Tips for Making Homemade Bread

With this simple recipe, making the perfect bread isn’t just possible, it’s certain. Called ‘artisan’, ‘no-knead’ or ‘bachelor’s bread’, there are only four ingredients, and one of them is water! This bread has become my signature item and I always get requests to, “Just bring some of your wonderful bread.” This is an excellent homemade bread that is easy to prepare.

Water, yeast, salt and flour. That’s it. But, like all masterworks, the trick is in how you put them together. Thankfully, this recipe works best when you have a sloppy technique and an I-don’t-care attitude. I’ll emphasize the few key tips you need to know.

Mix in a large plastic bowl-

* 1 1/2 tablespoons of yeast (any type will do, and if you don’t care to measure, use a packet and a half).
* 1 1/2 tablespoons of kosher salt. Don’t cheat here; use kosher salt, not iodized or sea salt.
* 3 cups of water at about 100 degrees. That’s the temperature where it first feels warm to the touch.

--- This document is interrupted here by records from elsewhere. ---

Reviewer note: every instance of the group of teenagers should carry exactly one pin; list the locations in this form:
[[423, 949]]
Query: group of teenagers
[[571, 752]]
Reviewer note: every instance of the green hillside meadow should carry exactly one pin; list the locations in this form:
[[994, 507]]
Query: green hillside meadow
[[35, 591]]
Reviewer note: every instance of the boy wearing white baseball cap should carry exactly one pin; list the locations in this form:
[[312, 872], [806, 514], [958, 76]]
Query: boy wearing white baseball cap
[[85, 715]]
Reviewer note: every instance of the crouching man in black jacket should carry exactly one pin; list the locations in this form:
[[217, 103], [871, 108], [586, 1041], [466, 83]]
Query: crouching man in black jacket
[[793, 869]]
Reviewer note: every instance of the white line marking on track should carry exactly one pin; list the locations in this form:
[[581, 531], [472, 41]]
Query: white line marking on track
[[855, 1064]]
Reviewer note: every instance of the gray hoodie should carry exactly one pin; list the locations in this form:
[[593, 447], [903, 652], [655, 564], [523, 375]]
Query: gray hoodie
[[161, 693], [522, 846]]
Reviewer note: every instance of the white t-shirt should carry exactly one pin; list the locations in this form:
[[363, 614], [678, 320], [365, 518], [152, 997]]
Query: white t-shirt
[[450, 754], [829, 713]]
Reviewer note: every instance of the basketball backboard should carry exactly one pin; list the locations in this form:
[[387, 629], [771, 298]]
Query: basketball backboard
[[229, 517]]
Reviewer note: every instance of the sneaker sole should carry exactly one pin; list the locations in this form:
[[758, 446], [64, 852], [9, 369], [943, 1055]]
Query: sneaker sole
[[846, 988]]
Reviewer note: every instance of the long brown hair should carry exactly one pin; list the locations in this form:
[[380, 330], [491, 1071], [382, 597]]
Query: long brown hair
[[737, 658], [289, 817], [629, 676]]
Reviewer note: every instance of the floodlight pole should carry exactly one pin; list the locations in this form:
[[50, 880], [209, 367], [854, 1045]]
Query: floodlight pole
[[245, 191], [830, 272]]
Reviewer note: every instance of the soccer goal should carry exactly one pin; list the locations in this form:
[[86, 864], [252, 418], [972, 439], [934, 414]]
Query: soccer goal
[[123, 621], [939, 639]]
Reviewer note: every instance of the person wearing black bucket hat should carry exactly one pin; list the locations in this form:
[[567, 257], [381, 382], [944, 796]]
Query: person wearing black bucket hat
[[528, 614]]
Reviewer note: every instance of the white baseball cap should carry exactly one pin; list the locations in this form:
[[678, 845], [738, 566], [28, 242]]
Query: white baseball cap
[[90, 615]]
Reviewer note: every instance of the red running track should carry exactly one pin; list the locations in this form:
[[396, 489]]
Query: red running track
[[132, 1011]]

Swirl this mixture a bit with your fingers (remember we are being sloppy) until it mostly dissolves. Then add –

* 6 1/2 cups of unbleached flour. Use unbleached the first time you make it and then feel free to change to whatever flour appeals to you. Sifting isn’t necessary.

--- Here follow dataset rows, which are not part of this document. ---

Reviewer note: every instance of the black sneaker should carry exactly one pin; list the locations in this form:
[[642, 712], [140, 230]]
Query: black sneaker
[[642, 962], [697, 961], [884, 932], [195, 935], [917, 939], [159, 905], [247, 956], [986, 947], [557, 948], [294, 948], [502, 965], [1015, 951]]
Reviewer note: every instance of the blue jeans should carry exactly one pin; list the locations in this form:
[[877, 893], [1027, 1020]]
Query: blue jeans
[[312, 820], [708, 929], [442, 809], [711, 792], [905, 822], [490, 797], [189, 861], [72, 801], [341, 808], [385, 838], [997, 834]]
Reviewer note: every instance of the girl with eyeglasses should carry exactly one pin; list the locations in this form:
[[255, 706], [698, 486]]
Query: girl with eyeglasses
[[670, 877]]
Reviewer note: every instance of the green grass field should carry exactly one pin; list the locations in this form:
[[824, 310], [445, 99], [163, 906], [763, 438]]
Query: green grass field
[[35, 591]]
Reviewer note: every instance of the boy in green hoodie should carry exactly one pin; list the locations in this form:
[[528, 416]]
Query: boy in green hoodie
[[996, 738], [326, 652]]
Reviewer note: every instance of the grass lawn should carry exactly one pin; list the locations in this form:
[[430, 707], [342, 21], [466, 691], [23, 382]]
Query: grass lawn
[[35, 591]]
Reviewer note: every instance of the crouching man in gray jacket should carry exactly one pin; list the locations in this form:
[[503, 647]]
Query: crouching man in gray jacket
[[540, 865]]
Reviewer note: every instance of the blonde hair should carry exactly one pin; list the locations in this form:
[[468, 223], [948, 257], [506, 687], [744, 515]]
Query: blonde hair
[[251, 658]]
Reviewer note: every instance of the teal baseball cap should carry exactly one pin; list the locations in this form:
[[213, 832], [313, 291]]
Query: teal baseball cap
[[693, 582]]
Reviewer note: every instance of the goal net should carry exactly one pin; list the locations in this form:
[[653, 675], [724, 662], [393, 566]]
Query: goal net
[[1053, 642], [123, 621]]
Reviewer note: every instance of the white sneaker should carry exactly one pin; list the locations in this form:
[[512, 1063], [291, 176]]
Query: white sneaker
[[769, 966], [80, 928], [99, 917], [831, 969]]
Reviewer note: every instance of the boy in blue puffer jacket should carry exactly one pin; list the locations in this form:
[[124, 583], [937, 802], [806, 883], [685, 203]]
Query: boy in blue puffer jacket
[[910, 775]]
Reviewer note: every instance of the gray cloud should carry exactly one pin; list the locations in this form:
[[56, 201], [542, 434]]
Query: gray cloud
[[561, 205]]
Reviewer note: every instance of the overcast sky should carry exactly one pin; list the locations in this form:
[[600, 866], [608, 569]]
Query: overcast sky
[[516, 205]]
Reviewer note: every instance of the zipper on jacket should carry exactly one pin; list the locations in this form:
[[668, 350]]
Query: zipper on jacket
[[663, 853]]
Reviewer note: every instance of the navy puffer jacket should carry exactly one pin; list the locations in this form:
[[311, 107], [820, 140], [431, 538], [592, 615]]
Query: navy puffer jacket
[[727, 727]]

Stir it all up just long enough to moisten the flour throughout. Place the bowl (covered loosely) in a warm area for at least 2 hours and as long as 5 hours if you have something else to do. I like to start a load of wash and leave the bowl in the laundry room. Washing and drying a couple of loads keeps the room warm and moist.

Now, put the bowl in the fridge for at least 3 hours. No need to knead. Three hours minimum, but you can just leave the whole mess for as long as a week with no problems. If you are storing longer than a week, you can freeze at this step for up to a month.

When you are ready to bake your bread, pull up a ball about the size of a large grapefruit and cut it free from the rest with a serrated knife. Plop this onto a floured surface. The dough will seem too moist and sticky, but don’t worry, that’s how it is supposed to be. To make cleaning up quick and easy I spread out a couple of sheets of newspaper to work on. Don’t worry about the newsprint ink, they use non-toxic vegetable dyes now.

You are going to shape the dough into a nice slumpy ball. This is the hardest part to describe, but it isn’t critical. Pick up and hold the dough mass in both hands, thumbs on top and fingers underneath. Use flour on your hands and the dough as needed for handling. Now, pull with your thumbs and tuck with your fingers. You are stretching the top around and tucking it under. You should end up with a nice, smooth, upper surface. Don’t cheat and knead the dough. Pull and tuck for only 30 seconds or so – just long enough to shape it.

Set the dough aside to rise for 40 minutes. This is a pretty firm time. When you have 20 minutes left, put a pizza stone in your oven and set the oven at 425 degrees to pre-heat. If you skip this step, the bread will be undercooked.

Just before you put the dough in, cut three parallel slices in the top with a pair of scissors. The dough will be too soft and sticky to cut with a knife. These cuts allow the bread to break open in a controlled fashion. Also, put a small Pyrex glass dish on the bottom shelf of the oven, filled about 1/2 inch with boiling water. This will keep the bread baking in a moist environment – a key tip!

Take out your hot pizza stone and sprinkle with corn meal (to prevent sticking or burning). Put the loaf on it (sizzle!) and place in the oven. Bake for 10 minutes and then cover the top of the loaf with foil. Just lay a piece on top loosely – this will keep the crust from burning later on. After 10 more minutes, take the foil off and brush the top of the loaf with olive oil. Finally, check your loaf after 10 additional minutes. You should see a caramel-colored crust that will be hard when you tap it. That’s 30 minutes total baking time.

Remove your loaf and slip it off the pizza stone. Let it cool (if you can resist chowing down immediately). Cooling allows some of the internal moisture to work it’s way into the crust, making it a bit less crisp and a bit more chewy.

After about 15 to 20 minutes, break out the bread-knife and butter. If you want to re-heat later, just put the loaf in a paper bag and heat in a 200 degree oven for about 15 minutes.